The History of Skin Tattooing
In some areas, like China, a tattoo had practical purposes such as marking criminals. Murderers were sentenced to full facial tattoos. The Greeks and Romans used tattoos similarly. They were a penalty and a visual warning. Warriors and those who made weaponry had special marks – a very useful thing if you don’t happen to recognize the guy in front of you in battle!
In both India and Indonesia tattoos wove into the social culture, often marking a tribes’ members. In Japan, tattoos emerged as not only decorative but spiritually-focused. When Samurai was forced to burn their armor after the arrival of a new Emperor, they used tattoos as symbolic armor. As the Samurai went into hiding, this marking acted like a whose-who.
Practices in Egypt give us a slightly different look at tattooing. Priestesses of Hathor were so marked as her votaries. Studies of mummies reveal that tattoos may have very well been part of the healer’s kit. Interestingly enough, it appears only women received tattoos in this culture.
Magical Markings on the Skin
There are various instances where tattoos became permanent charms for luck, such as the Coptic designs. They also had religious designs for the Trinity. The artist placed the image on the inside of the right arm. Philippine people also felt tattoos possessed magical energy, particularly in Northern regions. Samoans had distinct tattooing rituals for leaders, often performed during puberty as a rite of passage.
It wasn’t until the eighteenth and nineteenth centuries that tattoos became a personalized marking. Some, like sailors, had a tattoo so their body could be identified if lost at sea. Other common markings included initials of loved ones and important dates.

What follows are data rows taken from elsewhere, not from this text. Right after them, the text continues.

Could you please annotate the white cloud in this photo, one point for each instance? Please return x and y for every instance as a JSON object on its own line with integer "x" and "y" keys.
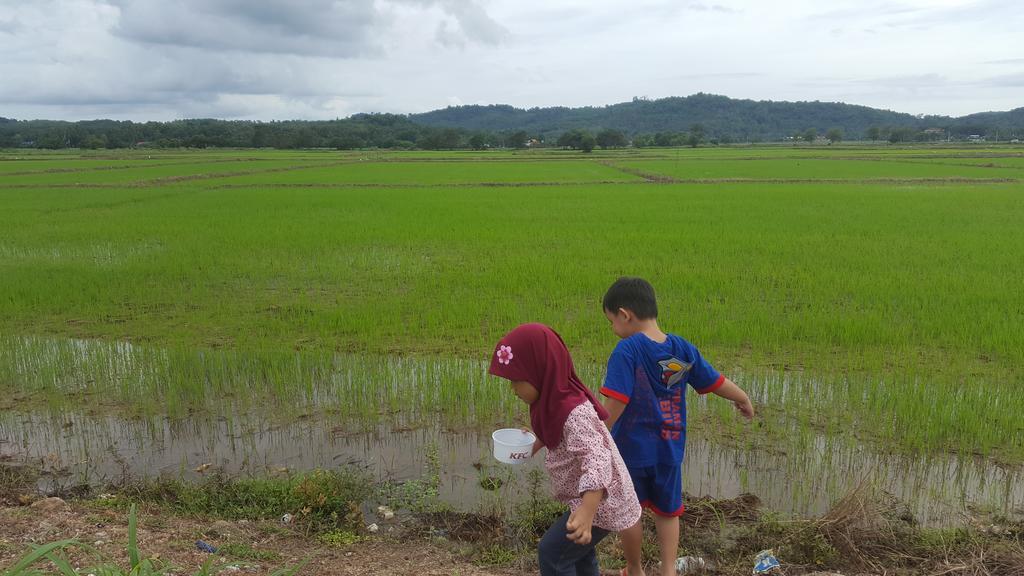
{"x": 158, "y": 59}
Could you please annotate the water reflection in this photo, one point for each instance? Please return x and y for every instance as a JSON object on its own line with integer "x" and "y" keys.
{"x": 803, "y": 480}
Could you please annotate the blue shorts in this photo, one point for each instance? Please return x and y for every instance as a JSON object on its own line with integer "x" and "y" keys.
{"x": 659, "y": 488}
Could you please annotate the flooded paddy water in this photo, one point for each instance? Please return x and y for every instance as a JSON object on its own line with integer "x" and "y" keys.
{"x": 396, "y": 424}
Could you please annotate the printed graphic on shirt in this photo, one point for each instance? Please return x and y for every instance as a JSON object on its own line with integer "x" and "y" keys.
{"x": 672, "y": 415}
{"x": 673, "y": 371}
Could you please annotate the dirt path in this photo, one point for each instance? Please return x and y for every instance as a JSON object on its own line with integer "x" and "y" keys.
{"x": 254, "y": 547}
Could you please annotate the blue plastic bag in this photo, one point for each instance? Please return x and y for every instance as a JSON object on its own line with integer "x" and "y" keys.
{"x": 203, "y": 546}
{"x": 766, "y": 563}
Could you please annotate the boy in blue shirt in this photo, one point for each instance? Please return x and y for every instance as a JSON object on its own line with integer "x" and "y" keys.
{"x": 645, "y": 399}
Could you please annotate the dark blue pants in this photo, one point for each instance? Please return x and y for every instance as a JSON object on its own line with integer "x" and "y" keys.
{"x": 560, "y": 557}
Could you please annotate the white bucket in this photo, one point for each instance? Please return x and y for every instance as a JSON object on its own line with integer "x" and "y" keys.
{"x": 513, "y": 446}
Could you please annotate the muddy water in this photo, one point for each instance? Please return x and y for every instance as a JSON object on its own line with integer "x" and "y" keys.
{"x": 803, "y": 480}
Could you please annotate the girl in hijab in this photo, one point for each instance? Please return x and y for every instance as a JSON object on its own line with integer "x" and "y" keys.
{"x": 586, "y": 470}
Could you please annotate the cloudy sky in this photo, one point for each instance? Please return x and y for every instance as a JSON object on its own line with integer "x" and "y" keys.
{"x": 265, "y": 59}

In the Mid-1800’s the first documentation of a professional tattooer appeared in the US. Martin Hildebrant worked for soldiers on both sides of the Civil War. This is also the period in which tattooed ladies appear in the circus. The popularity of such shows slowed greatly by the 1920s.
For some people, tattoos represent parts of their lives written on the skin for all to see — a living history, if you will. For others, body art became a way of exploring, celebrating and manifesting their personal spiritual vision. With this in mind – where do you begin?
First and most importantly ask yourself WHY you want a permanent mark on your skin. The answer to that question helps in determining the right tattoo (or tattoos) for that purpose. Remember that your skin is part of your aura (your personal atmosphere). Tattoos change the overall energy pattern of that atmosphere, so choose carefully.
Some Wiccans have the phases of the moon on their spine or a pentagram on their arm. Those following Native American ideology may choose an Animal Spirit or Totem for a design. Neo-pagans might find an image that reflects a metaphysical transformation, and degree-oriented groups might consider tattoos as a way of marking a person’s rank in the coven.
One word of advice: Take your time. We grow and change quickly in body and spirit; that means you want something “evergreen” which retains its meaning years from now. Consider how you might feel when you are 50 or 80 looking at the tattoo you are thinking about getting. If you have an image in mind, and it fills this general guideline, it’s all good.